The amount of XRP available for trading on Binance is shrinking rapidly, pushing the liquidity crunch to its most severe level since 2024. The market is seeing forecasts that XRP price volatility could increase if reduced exchange supply coincides with ETF inflows.
On July 6 (local time), blockchain media outlet U.Today reported that in early July Binance's XRP scarcity index rose to 0.77, its highest level since last summer.
A rise in the scarcity index means the amount of XRP immediately available to trade on exchanges is falling. CryptoQuant on-chain data showed large holders increased moves of XRP into non-custodial personal wallets instead of reducing exchange deposits around the mid-year transition period. As a result, Binance's order-book liquidity was assessed to have thinned further even as the XRP spot price held at around $1.14.
Arab on-chain analysts assessed that this scarcity has so far been particularly pronounced on Binance. XRP at one point rose to $1.159 and is trying to settle above a key resistance level, while the freely tradable supply continues to fall, it said.
With past cases in which declining exchange reserves acted as a leading indicator for price gains, the market is seeing forecasts that prices could move sharply on limited supply if ETF inflows continue. In the short term, the $1.17 to $1.20 range is cited as overhead resistance, while $1.10 is mentioned as a key support level.
Shiba Inu (SHIB) also saw a large transfer. A wallet using BitGo custody transferred a total of 114.9 billion SHIB in two transactions via WalletSimple to a new cold wallet.

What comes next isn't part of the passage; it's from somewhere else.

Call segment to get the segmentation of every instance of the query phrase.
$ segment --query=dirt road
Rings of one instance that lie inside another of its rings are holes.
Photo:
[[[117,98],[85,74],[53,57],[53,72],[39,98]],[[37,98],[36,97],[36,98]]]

The amount was valued at about $500,000. Because the move did not pass through an exchange hot wallet, it was assessed as more likely tied to long-term storage or preparations for over-the-counter trading than near-term selling.

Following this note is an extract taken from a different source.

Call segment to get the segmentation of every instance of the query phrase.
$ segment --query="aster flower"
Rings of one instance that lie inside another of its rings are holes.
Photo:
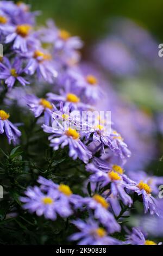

The bitcoin market is absorbing institutional selling and macroeconomic events at the same time. Pong Lee (퐁 리), CEO of Strategy, delivered the message "Bitcoin is freedom" and underscored bitcoin's long-term value.
However, the company sold a total of 3,588 BTC in two transactions from late June to early July. The sales totalled about $216 million, lifting cash holdings to $2.55 billion. Even so, Strategy still holds 843,775 BTC.
Amid this impact, bitcoin at one point fell below $62,000, viewed as a psychological support level, and technically the $62,600 to $62,850 band turned into a new resistance zone. The relative strength index (RSI) fell to 37.73, signalling short-term weakness.
Miner indicators also added pressure. The miner stress index fell to 0.00, matching levels seen at major bottoms in 2015, 2018, 2020 and 2022. The amount of bitcoin held at a loss was tallied at about 10.5 million BTC. Past analysis also found cases in which such levels coincided with the formation of a long-term bottom.
The market is watching the New York Fed's consumer inflation expectations index and minutes from the Federal Open Market Committee (FOMC) due this week. The market is seeing forecasts that the chance of a short-term rebound in major cryptocurrencies such as bitcoin and XRP could rise if signals of easier monetary policy are confirmed, but it also cannot rule out that bitcoin could again test the $60,000 to $62,000 support zone if a hawkish message emerges.